Well, actually, it didn’t technically take a home run away, because right field umpire Joe West never called it a home run to begin with. He called it, sorta, tentatively, fan interference and it was thrown in the lap of replay officials.

For my part — and, it seems to me, for the part of most folks watching the game — West blew the call. The fan in question did not reach out onto the field of play — Mookie Betts‘ glove entered the stands — and the rules clearly state that no interference is called if a spectator comes in contact with a batted or thrown ball without reaching onto the field of play. It’s only if he or she reaches out onto the field. If the ball is in the stands, all’s fair in love and souvenir-snagging.

After the game, West was interviewed about the call. Here is how he explained it.

 

Q. What did you see that prompted the initial call of fan interference?
JOE WEST: Well, when he jumped up to reach for the ball, the spectator reached out of the stands and hit him over the playing field and closed his glove.

Q. So the ball had not yet crossed the railing?
JOE WEST: No.

Q. And Betts’ glove had not yet crossed the railing, do you believe?
JOE WEST: No.

Q. Okay. Did the fan —
JOE WEST: Here’s the whole play, here’s the whole play. He hit the ball to right field. He jumped up to try to make a catch. The fan interfered with him over the playing field. That’s why I called spectator interference.

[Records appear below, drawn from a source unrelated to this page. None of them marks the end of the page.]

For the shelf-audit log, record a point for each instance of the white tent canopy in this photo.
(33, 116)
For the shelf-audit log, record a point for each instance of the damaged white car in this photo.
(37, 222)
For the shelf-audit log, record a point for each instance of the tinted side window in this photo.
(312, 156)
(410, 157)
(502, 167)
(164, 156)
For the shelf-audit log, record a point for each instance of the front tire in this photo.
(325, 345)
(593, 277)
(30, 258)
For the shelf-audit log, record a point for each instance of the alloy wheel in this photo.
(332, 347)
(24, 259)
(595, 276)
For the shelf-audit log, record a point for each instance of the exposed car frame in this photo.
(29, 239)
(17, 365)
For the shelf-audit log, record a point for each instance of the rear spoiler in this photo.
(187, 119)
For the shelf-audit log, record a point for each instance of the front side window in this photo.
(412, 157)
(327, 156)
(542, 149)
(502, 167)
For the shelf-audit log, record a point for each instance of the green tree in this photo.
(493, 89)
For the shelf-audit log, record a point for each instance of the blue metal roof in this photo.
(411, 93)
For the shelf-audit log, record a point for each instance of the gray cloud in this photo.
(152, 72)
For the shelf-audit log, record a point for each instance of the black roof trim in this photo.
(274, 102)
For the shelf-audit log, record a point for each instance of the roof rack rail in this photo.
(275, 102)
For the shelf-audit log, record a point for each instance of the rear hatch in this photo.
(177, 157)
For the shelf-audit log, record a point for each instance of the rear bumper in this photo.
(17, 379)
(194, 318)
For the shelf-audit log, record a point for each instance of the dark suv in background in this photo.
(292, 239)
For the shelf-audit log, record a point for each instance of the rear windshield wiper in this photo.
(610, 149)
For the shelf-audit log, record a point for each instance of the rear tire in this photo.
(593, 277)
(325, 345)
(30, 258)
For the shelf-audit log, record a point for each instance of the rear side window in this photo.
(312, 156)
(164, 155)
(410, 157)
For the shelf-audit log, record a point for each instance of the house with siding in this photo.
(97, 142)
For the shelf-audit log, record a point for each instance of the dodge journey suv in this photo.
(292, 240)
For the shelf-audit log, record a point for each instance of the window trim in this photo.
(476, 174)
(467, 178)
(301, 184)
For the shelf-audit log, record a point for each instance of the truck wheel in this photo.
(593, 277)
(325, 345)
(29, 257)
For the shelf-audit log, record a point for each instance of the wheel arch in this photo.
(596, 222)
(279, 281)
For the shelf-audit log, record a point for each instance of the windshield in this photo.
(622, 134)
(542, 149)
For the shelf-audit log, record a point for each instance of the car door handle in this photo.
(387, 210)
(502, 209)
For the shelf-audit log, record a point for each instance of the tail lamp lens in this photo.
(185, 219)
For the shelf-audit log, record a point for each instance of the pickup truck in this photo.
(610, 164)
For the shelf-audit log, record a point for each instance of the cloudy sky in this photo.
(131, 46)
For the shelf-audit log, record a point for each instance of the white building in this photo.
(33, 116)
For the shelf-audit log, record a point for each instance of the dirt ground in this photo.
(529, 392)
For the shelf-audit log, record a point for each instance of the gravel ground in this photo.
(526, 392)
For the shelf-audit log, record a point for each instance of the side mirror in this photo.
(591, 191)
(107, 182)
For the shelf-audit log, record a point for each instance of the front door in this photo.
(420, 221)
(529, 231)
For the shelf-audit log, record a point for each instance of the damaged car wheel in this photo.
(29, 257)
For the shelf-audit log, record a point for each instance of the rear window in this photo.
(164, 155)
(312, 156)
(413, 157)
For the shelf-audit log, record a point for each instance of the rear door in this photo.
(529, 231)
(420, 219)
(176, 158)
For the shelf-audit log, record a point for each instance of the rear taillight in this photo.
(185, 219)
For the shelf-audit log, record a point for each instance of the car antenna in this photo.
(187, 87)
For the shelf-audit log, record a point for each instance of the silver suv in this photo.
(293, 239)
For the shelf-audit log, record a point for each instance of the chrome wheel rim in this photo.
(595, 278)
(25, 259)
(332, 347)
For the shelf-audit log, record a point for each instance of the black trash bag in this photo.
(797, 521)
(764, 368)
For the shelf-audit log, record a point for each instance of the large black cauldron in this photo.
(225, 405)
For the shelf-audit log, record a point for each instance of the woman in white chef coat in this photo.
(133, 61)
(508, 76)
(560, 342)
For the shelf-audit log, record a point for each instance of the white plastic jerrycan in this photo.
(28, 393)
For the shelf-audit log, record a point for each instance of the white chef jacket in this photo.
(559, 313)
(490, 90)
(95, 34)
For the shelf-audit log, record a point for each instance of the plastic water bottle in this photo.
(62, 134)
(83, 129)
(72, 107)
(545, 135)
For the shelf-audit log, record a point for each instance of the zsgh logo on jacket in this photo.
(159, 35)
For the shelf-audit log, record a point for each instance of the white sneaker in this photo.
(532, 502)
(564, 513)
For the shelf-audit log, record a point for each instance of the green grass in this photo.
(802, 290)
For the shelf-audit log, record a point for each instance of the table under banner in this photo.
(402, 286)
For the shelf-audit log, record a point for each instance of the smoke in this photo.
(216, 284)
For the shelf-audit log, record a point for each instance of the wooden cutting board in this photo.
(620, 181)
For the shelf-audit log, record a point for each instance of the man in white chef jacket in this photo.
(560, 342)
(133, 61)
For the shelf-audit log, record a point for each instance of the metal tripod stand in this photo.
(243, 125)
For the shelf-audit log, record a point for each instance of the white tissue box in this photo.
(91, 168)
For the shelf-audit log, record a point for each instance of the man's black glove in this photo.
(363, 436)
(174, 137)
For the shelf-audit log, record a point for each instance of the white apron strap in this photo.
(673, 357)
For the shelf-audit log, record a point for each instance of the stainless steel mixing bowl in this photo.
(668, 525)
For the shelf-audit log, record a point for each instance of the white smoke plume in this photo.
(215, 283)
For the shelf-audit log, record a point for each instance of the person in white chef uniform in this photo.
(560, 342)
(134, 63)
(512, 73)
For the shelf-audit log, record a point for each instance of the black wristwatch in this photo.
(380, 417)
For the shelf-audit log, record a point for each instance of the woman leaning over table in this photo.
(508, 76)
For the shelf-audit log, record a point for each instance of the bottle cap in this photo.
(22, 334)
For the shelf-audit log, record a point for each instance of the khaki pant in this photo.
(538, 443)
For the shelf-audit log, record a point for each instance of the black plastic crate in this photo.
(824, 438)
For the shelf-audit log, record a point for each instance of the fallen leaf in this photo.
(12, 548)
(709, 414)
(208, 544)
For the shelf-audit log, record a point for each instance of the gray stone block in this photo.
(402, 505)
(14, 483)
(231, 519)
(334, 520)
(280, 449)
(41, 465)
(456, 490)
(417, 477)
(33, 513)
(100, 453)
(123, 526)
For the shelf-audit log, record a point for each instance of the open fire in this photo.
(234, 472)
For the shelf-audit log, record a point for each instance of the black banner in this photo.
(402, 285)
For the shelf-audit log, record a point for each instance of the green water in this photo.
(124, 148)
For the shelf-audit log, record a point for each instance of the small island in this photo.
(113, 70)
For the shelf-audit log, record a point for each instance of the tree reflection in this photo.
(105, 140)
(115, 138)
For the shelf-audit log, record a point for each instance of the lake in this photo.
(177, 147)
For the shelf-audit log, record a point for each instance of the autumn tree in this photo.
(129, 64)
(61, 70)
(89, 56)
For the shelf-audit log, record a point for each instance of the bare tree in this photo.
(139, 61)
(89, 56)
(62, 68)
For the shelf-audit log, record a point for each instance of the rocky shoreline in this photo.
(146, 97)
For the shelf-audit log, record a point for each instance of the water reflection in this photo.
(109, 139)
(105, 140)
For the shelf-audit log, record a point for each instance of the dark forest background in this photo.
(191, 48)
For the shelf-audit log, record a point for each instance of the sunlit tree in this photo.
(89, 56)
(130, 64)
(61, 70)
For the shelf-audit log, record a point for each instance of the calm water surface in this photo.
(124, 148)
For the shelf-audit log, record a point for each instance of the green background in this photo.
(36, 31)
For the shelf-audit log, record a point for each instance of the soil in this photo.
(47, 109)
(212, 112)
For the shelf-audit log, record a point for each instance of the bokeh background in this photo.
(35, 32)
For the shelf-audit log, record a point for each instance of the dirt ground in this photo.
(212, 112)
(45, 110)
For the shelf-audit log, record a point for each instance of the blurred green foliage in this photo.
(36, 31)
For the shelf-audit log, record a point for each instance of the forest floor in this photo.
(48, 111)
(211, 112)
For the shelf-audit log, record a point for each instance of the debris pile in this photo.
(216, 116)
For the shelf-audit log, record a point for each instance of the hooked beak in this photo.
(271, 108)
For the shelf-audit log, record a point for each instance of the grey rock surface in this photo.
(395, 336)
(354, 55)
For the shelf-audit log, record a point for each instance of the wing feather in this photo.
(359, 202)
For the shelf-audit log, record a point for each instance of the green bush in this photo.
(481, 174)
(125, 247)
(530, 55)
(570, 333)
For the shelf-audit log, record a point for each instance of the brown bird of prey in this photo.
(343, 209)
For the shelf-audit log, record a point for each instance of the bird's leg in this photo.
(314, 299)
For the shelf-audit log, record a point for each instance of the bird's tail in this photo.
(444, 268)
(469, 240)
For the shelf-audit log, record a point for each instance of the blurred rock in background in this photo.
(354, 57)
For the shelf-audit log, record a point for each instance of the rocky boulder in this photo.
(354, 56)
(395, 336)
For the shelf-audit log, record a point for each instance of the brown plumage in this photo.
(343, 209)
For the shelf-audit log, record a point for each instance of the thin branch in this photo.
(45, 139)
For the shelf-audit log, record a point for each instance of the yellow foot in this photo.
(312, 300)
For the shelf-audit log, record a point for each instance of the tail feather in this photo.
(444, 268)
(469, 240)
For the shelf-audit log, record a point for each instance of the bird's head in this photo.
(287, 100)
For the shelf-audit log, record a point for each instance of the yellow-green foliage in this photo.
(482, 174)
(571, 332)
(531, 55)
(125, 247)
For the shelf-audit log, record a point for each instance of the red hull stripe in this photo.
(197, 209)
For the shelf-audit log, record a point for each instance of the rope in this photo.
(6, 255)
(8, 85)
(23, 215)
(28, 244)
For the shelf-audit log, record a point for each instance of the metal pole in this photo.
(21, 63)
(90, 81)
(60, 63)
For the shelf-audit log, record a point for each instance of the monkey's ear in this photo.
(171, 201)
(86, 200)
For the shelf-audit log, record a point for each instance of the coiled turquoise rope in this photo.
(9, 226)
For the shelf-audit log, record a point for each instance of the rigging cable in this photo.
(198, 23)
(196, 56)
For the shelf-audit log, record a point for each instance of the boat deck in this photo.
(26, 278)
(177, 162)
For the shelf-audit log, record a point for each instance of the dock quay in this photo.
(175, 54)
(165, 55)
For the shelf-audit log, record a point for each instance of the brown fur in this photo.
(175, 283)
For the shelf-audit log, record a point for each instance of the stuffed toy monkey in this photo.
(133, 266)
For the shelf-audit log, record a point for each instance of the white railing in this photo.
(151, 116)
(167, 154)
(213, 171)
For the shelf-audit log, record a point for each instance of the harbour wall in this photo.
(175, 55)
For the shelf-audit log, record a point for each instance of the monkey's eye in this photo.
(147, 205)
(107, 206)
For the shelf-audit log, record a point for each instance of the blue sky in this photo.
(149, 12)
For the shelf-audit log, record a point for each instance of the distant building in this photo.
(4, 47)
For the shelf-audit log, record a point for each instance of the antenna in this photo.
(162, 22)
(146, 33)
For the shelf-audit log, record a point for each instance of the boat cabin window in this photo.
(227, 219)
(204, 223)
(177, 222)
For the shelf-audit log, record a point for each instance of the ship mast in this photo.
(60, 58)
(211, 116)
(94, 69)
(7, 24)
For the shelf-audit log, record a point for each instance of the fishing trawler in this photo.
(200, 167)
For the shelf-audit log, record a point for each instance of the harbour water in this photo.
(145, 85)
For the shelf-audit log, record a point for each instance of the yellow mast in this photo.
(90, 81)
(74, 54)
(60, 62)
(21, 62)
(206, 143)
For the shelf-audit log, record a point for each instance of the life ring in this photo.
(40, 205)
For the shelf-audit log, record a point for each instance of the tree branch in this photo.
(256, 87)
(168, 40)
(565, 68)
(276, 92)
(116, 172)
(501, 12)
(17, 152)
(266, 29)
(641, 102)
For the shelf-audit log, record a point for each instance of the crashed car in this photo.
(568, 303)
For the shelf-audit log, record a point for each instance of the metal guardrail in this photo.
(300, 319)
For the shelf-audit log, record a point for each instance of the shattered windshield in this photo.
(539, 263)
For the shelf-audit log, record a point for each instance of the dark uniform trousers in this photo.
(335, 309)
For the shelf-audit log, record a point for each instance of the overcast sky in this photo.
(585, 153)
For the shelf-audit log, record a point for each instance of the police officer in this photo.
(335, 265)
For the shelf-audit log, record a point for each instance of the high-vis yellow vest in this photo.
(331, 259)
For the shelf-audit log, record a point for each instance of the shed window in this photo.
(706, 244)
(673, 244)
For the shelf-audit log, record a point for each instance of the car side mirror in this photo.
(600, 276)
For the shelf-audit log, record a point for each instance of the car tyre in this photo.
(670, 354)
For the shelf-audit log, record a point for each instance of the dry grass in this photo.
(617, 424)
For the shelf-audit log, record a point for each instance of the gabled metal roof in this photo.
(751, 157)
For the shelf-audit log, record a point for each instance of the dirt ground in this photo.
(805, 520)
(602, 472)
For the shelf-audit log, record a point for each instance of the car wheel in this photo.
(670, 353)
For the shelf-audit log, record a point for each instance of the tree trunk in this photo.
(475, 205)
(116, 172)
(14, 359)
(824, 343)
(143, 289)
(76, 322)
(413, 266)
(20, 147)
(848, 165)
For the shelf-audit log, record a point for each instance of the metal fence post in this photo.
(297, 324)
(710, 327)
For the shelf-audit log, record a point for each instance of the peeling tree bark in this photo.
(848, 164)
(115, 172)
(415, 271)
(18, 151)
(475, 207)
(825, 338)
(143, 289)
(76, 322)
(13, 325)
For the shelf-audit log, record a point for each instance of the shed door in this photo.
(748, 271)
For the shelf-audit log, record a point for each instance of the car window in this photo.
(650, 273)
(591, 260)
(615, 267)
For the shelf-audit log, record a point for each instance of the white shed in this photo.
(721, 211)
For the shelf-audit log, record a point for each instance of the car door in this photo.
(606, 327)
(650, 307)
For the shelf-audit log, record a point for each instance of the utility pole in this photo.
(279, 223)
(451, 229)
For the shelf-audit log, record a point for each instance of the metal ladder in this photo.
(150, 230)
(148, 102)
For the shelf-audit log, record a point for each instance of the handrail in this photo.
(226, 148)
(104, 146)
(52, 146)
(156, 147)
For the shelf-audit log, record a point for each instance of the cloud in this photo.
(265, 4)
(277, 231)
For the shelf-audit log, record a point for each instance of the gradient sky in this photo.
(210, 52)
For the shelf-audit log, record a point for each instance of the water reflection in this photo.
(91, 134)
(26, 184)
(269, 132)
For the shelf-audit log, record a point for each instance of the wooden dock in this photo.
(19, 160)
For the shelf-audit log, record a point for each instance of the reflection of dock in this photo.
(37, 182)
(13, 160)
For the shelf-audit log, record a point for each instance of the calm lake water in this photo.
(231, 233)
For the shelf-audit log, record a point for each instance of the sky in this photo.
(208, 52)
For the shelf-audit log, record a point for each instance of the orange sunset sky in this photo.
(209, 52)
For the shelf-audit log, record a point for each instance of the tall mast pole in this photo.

Q. So it’s a clear call in your mind?
JOE WEST: Yes.

Q. Were there already — was there a single call that you saw, that the replay officials saw on replay that confirmed —
JOE WEST: I don’t know what he saw. He just — the replay official said I was right.

Q. Okay.
JOE WEST: That’s all. He said I have nothing that can change it.

That last bit is not entirely true, by the way. They didn’t say, specifically, that West was right. Rather, they could not find sufficient evidence to overturn West, so the call stood. Which is an important distinction: if the ruling was that West was definitively correct, the ruling would’ve been that West’s call was “confirmed.” That is not what they said. They said the call “stands,” which meant that they didn’t have enough evidence to overturn West.

That’s a different issue in its entirety, by the way: the deference given to the field umpires and the high burden replay officials have to overturn them. Here, I suspect it was a matter of them not having sufficient camera angles establishing that the fan had not reached onto the field. I think that’s nuts given what even the primary view and some basic common sense showed — Betts did not run to the wall and then jump straight up, failing to break the plane into the stands — but the current replay system places a high burden on replay guys overruling the field umpires.

That whole setup is dumb. This is not the Fourth Circuit Court of Appeals and guys like Joe West should not be treated like District Court judges to whom deference should always be granted. Replay officials have better views almost every single time and they should be able to simply substitute their judgment rather than meet some high burden aimed, I suspect, at making field umpires feel like they’re not losing power now that baseball takes a 21st century approach to officiating rather than a 19th century approach.

Unfortunately for the Astros, that is not how the replay rule works. Unfortunately for the Astros, Joe West’s judgment was to be deferred to. Unfortunately for the Astros, West blew that call and, unfortunately for the Astros, it cost them a two-run homer that could’ve changed the outcome of this game.